I took Marcus out to see the world outside his Minecraft and Xbox games. He said he wants to visit his kois in Nuvali so we did it after lunch. It was a quick stroll and was on our way home before 4 PM. We brought home a Burger King Whopper Jr. for his mommy.
As I secretly wished anticipated, wifey shared the small burger. What I didn’t expect that such small portion would make my day. If my expertise serves me right I barely had 50g but it was like I’ve eaten a whole Whopper burger with its flavor overwhelming my taste buds. It was almost euphoria.
This doesn’t mean I’d be driving thru that Burger King again soon. MyFitnessPal shows the junior burger is 340 calories with 510mg sodium and that is something I avoid. But maybe yes I would heed wifey’s advise to have my cheat days at least once a month. I heard lately she mentioned Japanese buffet…
I recently read an article about someone trying to avoid taking sugar for a month and I immediately thought it isn’t a feat I would succeed at. An honest assessment. It was another challenge worth checking though. With the 711 run closing in I had my mind set to cut on more sources of sweets to lose a couple weight further this week.
So far I have resisted opening the packets of Swiss Miss that’s been staring at me every time I open my workstation drawer but that’s all about it. I have a sweet tooth and can’t imagine completely letting go of sweet treats. Me regularly digging in on the Kirkland candy jar for dessert just cannot be stopped–for now. But the fat loss seems to continue. Take note, fat loss.
My weight have been stable despite my caloric deficit diet. If the fitness articles I’ve read are correct, then there’s a good explanation for my current weight plateau. Some studies show that the intake of supplements and recovery food that follow after every workout is part of the reasons that there won’t be any movement in the weighing scale. During recovery the body absorbs fluids to help heal the stressed muscles that result to muscle growth one way or another. Makes perfect sense.

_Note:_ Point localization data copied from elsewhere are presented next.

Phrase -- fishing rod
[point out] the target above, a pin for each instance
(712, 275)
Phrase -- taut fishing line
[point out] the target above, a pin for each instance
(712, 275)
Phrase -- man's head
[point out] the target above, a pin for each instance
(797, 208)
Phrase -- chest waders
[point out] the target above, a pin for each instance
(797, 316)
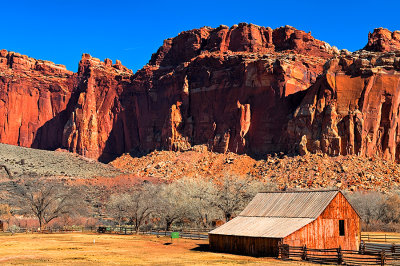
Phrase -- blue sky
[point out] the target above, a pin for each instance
(60, 31)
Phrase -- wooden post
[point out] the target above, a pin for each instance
(304, 255)
(340, 255)
(362, 248)
(382, 257)
(284, 251)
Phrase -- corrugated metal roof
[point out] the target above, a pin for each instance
(304, 204)
(272, 227)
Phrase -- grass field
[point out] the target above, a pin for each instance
(96, 249)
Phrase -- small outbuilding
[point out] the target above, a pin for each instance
(318, 219)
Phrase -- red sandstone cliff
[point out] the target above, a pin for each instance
(243, 89)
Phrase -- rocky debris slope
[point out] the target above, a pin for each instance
(21, 161)
(311, 171)
(243, 89)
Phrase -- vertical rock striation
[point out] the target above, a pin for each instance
(245, 89)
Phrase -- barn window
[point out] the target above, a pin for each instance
(341, 227)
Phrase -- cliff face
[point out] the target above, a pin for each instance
(353, 108)
(241, 89)
(34, 95)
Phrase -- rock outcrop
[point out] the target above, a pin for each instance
(353, 108)
(244, 89)
(383, 40)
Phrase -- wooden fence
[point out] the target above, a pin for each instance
(186, 233)
(369, 254)
(380, 238)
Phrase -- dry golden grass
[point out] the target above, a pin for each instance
(90, 249)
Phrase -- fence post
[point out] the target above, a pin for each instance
(284, 251)
(382, 257)
(304, 255)
(340, 255)
(362, 248)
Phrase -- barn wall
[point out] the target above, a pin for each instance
(254, 246)
(324, 231)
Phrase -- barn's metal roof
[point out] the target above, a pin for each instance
(272, 227)
(304, 204)
(277, 214)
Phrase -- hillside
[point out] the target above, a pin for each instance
(246, 89)
(349, 172)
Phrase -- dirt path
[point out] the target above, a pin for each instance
(94, 249)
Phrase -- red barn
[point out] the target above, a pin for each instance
(318, 219)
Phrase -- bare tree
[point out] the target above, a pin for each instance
(44, 198)
(117, 207)
(173, 204)
(369, 205)
(142, 203)
(233, 193)
(198, 194)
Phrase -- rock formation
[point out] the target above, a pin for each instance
(244, 89)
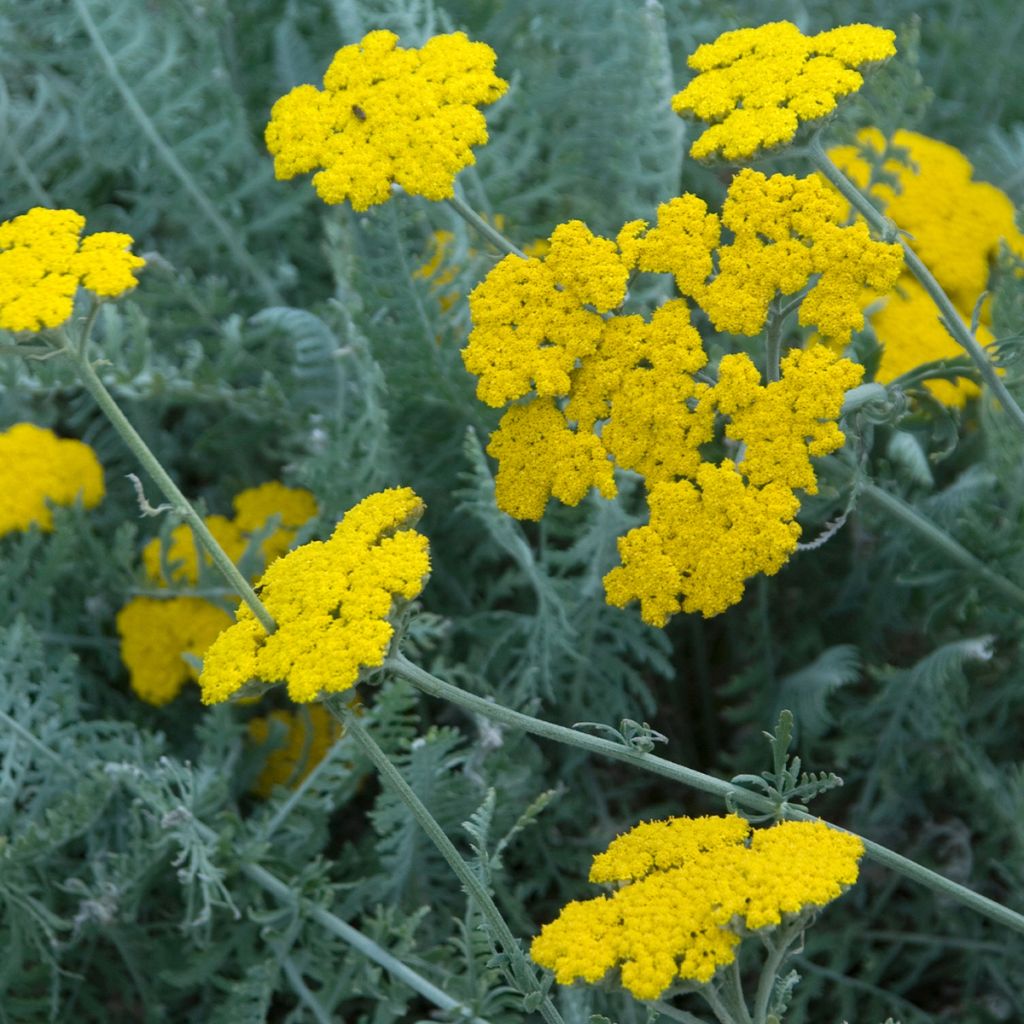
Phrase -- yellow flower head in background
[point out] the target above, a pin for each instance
(757, 86)
(331, 601)
(155, 634)
(387, 115)
(37, 467)
(44, 260)
(308, 734)
(689, 889)
(955, 225)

My current diet has one obvious effect, however. My wedding ring has loosened further. I’ve been wearing mine on my middle finger for years and even that can no longer hold it in place. If I don’t pay extra attention it’ll fall off down the washroom drain. Placing the ring on my thumb is an option but would look weird. So I’m letting go of it until I either have it adjusted or replaced. Today I will be using my wife’s ring with my name on it as she stays at home most of the time anyway. Nineteen years later, a wedding ring will be on the right finger.
On rare occasions our son steps out of the house at night. Tonight is one of those as we keep watch of the transition from blue to blood moon. Dear clouds, please don’t fail Marcus.
Mood: 2/10 Honks! (Survived mood swings. Must be the blue blood moon.)
Email message: I was about to ask you last Sunday na pumayat po kayo (you have lose weight)…Do you need prayers?
My reply: Yes, I need prayers…and burgers…
I don’t know how my other friends and immediate family will think once they see me because other than losing weight I am starting to sport a longer hair with the goal to get that ponytail back (I will try if I can find a pic) which I had when I got married and maintained until around 2004. Let’s see this Christmas vacation once I am home and and which is also when I’ll know if I can fend off food that will be abundant this time of the year. Few more days, time’s fast.